Mensagem de Sua Santidade, o Patriarca Ecumênico Bartolomeu, durante o «Encontro Internacional de Oração pela Paz», organizado pela Comunidade de Santo Egídio, em Roma, no dia 20 de outubro:
«ECOLOGIA, SALVAÇÃO DA HUMANIDADE E DE TODA A CRIAÇÃO»
Santidade,
Eminências, Excelências,
Ilustres representantes das grandes Religiões do mundo,
Autoridades,
Irmãos e Irmãs.
Mais uma vez nos foi dada a oportunidade de nos encontrarmos neste período difícil para toda a humanidade, mas ao mesmo tempo propício para nos questionarmos, meditarmos, rezarmos e agirmos e assim construirmos uma sociedade melhor, capaz de aceitar os grandes desafios do momento, que não atinge apenas alguns povos ou países, mas toda a vida desta nossa casa maravilhosa, o mundo, um dom da misericórdia de Deus.
Para construir a fraternidade que conduz à paz e à justiça, ao respeito e à compreensão, a nos sentirmos familiares como em uma casa doméstica, devemos começar a cuidar da nossa casa comum, na qual somos todos, filhos desta humanidade e de todo criado por Deus. O tempo da eco-moda, sua idealização ou, pior ainda, sua ideologização acabou. A hora de agir começa.
Muitos países, movimentos, correntes de pensamento, cientistas ou simples cidadãos do mundo trabalham há muito tempo para cuidar de nosso planeta doente; nosso Patriarcado Ecumênico viu as raízes espirituais da crise ecológica; por mais de trinta anos, congressos, reuniões, seminários, cartas ecológicas foram realizados, mas tudo isso foi rapidamente suplantado pela saúde global e crise econômica causada pela pandemia em curso, o que, por sua vez, levantou novas questões para nós.
A ação pela casa comum, então, deve empreender um novo caminho, deve avançar sob uma luz diferente. Temos que subverter uma ordem sociocultural secular e valorizar o fragmento divino que ela contém.
No século 6 a. C, o filósofo grego Anaxímenes de Mileto apresentou a teoria dos quatro elementos, uma teoria que sobreviveu ao longo de nossa história. Desde o início, filósofos, matemáticos e alquimistas investigaram e estudaram os quatro elementos naturais e fundamentais que constituem o planeta: ar, água, fogo e terra. Todos têm a mesma importância e se alternam constantemente para permitir o desenvolvimento harmonioso da vida e o futuro normal do mundo. É chegado o momento de se compreender que a sua relação com a vida só o é se contiver em si o paradigma da casa comum.

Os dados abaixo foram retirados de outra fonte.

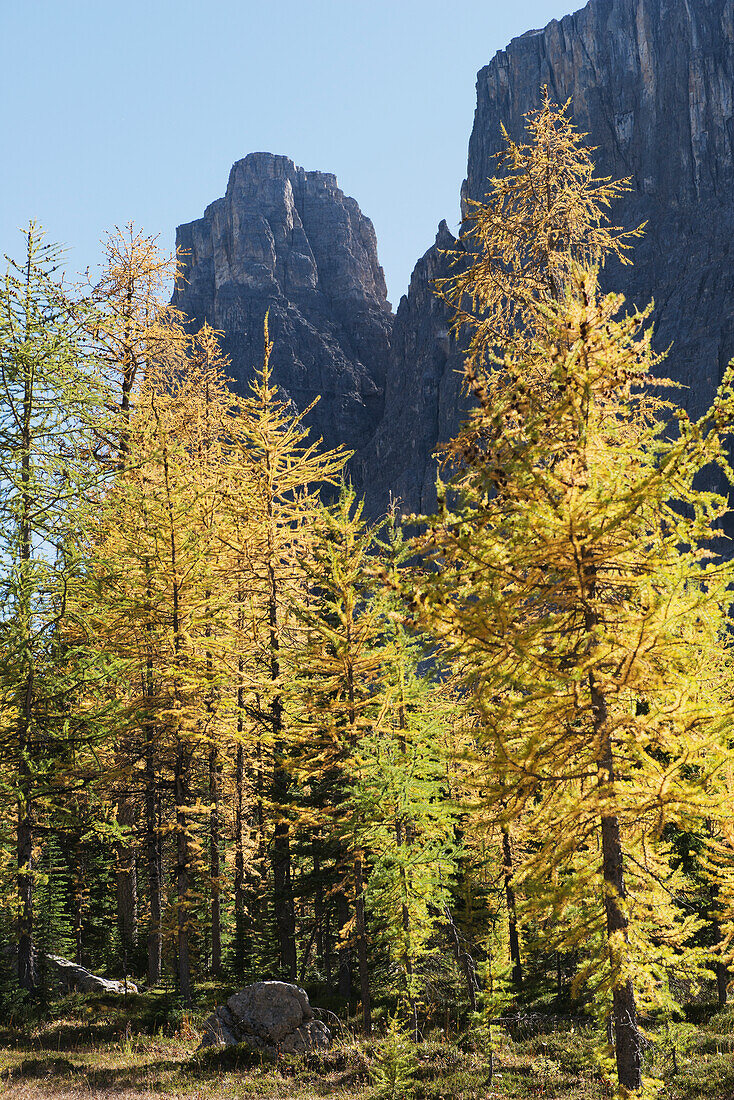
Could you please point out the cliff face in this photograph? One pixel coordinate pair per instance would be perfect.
(653, 85)
(423, 394)
(289, 241)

Sem a proteção do ambiente natural, sem a casa comum, os quatro elementos pertencem ao espaço cósmico, mas não à vida criada por Deus.
Ao mesmo tempo, as grandes religiões do mundo e seus textos sagrados nos oferecem um quadro muito semelhante sobre a ação criadora de Deus, no centro da qual está o homem. O homem faz parte da criação com tudo o que ela contém. Na tradição cristã, o homem é criado à imagem e semelhança de Deus e muitas vezes uma certa teologia o interpretou como uma espécie de supremacia do homem sobre o resto da criação. Não compartilhando aquela «alma vivente» que está presente em toda ação criadora de Deus, mas um domínio absoluto do ser humano sobre todo o universo. Também temos que subverter essa ordem antropológica e entender que a casa comum é como a casa dos espelhos. Um espelho no qual vemos refletida nossa imagem, bem como a de todos os nossos irmãos, e conosco, todos os elementos da criação. Criados à imagem e semelhança de Deus, vemos em nós mesmos a imagem do nosso irmão e em cada ser humano o fragmento divino. Olhando para o que está ao nosso redor, vemos a obra divina que ele contém.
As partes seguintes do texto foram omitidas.